Does Hidden/Tabbed Content Still Get Picked Up By Google?
And just for the sake of it, we have done this blog post in tabs…
We had a client website with an FAQ page that generated a lot of long tail traffic, mainly due to the number of questions, and answers on the page.
Being so long in length, we decided to improve the user experience by placing the answers inside an accordion.
Not long after doing so, we saw organic traffic drop to this page:
Then not long after that, we came across this article on Search Engine Round Table that had snippets of insight from John Mueller which suggests tabbed or hidden content will be discounted, “since Google knows you’re hiding it from users”.
Whilst we don’t have access to the data, we can confirm that as a test we de-accordioned the page back to its original state, and slowly the traffic returned to its previous levels, which in isolation backs up the notion that tabbed content is now de-valued.
When investigating further, we found that if you performed the “site:” command on the site in question, and searched for content that appeared in a question, the FAQ page was returned and the text searched for appeared in bold in the result snippet.
If we did the same and searched for an answer, the FAQ page was retuned, but there was no indication in the snippet of the content we had search for.
This suggests that Google knows it’s there, but isn’t placing any relevance/ranking value on it – so the page will just not perform as well.
The frustration here was we wanted to follow best practices regards user experience, making it easy for users to navigate information on a page – but, whilst providing useful long tail content via questions and answers.
By “hiding” the answers, people were no longer finding the page, and so the useful long tail content lost its search value. Which leaves you questioning what’s more important – user experience or search traffic.
So the question we wanted to answer was, is it possible to accommodate both.
We set up some test tabbed content using a number of CSS/JQuery techniques to see if any still get picked up by search engines:https://www.returnondigital.com/content-experiment/
On each of the 7 tests, we have implemented song lyrics into tabs.
In experiment #6, we find if you search for any of the hidden lyrics, the page is returned, but the lyrics are not highlighted in the SERPs:
This was the same code we applied to the FAQ page on the client site, and as the page is returned but the text isn’t displayed in the snippet, we would assume that this content is devalued, based on the traffic drop we saw on the actual site.
On all the other tab experiments, the search result did show the lyrics in the snippet:
Note: this has been a long standing experiment, previously only 1 page/tabs returned a bold query in the snippet.
For example, a few months ago, this search saw no bold snippet returned:
But now it does:
The conclusion we would come to is that the initial algorithm tweak that saw hidden content devalued is being refined over time, and that Google is starting to place more value on tabbed content and not treating it as being hidden, but as being implemented in a way that improve user experience.
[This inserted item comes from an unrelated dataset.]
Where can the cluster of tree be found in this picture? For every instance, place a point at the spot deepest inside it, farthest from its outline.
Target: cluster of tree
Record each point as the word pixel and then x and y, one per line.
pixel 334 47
But it also looks like some implementations, due to the CSS or JQuery config, are still being devalued.
So if you have found that traffic to a key page on your site has dropped due to the fact it could be considered hidden, it may be worth experimenting with different tab configs in order to strike a better balance between SEO and User Experience.
There was no impact on hidden/tabbed content’s ability to rank. It is however, weighted differently and subsequently doesn’t perform as well. You then need to decide (possibly) on user experience Vs search traffic. Or find a tab that “works” – and it appears there are some that do.